Кишлак притих. Солнце припекало. Бойцы залегли в кювете на кочковатой глине. Мухи назойливо лезли в глаза, нос, рот. Лапки их причиняли коже невыносимый зуд.

— Двинули, что ли, — проговорил седой фельдшер.— Там повыше хоть ветерок. Гнус отгонит.

— Хорошо бы пожевать, — заметил рязанец. — Мы что, ишаки, слушать бандитов будем? Ишаку и то по уставу полагается в день пять раз корм... Тоже хорош. Растревожил гнездо шмелей.

Баба-Калан отмахивался:

— Вкусили сладкий вкус халвы отпуска, а теперь готовьтесь попробовать горького.

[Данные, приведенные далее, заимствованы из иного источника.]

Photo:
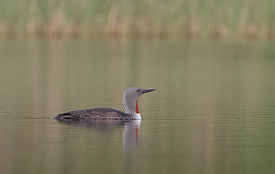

Алик-командир обозлен. С молодой женой не дали поспать. Теперь он нас не выпустит.

— Смотреть надо в оба,— сказал комиссар. — Видите, коней они угнали за стены... Нет... смотрите... Убираются подобру-поздорову, не хочет Алик-командир искушать судьбу.

Солнце жгло, мухи осатанели. Роились тучами.

Обоз медленно двинулся по дороге к Байсуну.

XI

Посеявший зло, пожнет раскаяние.

                               Саади

Письмо — кусок пергаментной бумаги, свернутый в трубочку и вложенный в полый посох, принес нищий из Тешикташа. Мюрид верой и правдой служил аллаху и ишану, но он очень уважал раиса сельского Совета Юлдузхон и, припав к ее ногам, шепелявил:

— Я у вас, уважаемая ханум, не был и этой бумажки не приносил и не показывал. Но — велик аллах!— до каких пор мы должны платить мучителю налог? У меня карман дырявый, и нет в нем даже и одного медного чоха.

Юлдуз прочитала письмо и, обнаружив, что мюрид исчез, послала вдогонку секретаря сельсовета, чтобы вернуть мюрида.

— Он не вернулся. Сказал: налога муфтию платить не будем. Действительно, безобразие, — говорил секретарь. — От муфтия уже сколько лет ни слуху, ни духу, а смеет лезть к нам.

Крайне возмущена была и Наргис, которая после долгой разлуки приехала погостить к матери, приехала «на побывку» из Восточной Бухары. Приехал с ней и Георгий Иванович, чтобы повидаться с женой и сыном. И тоже в этот момент находился рядом с Юлдуз в сельсовете.

Письмо, принесенное нищим мюридом, было адресовано ишану Тешикташскому Сеиду Заманатдину Шо.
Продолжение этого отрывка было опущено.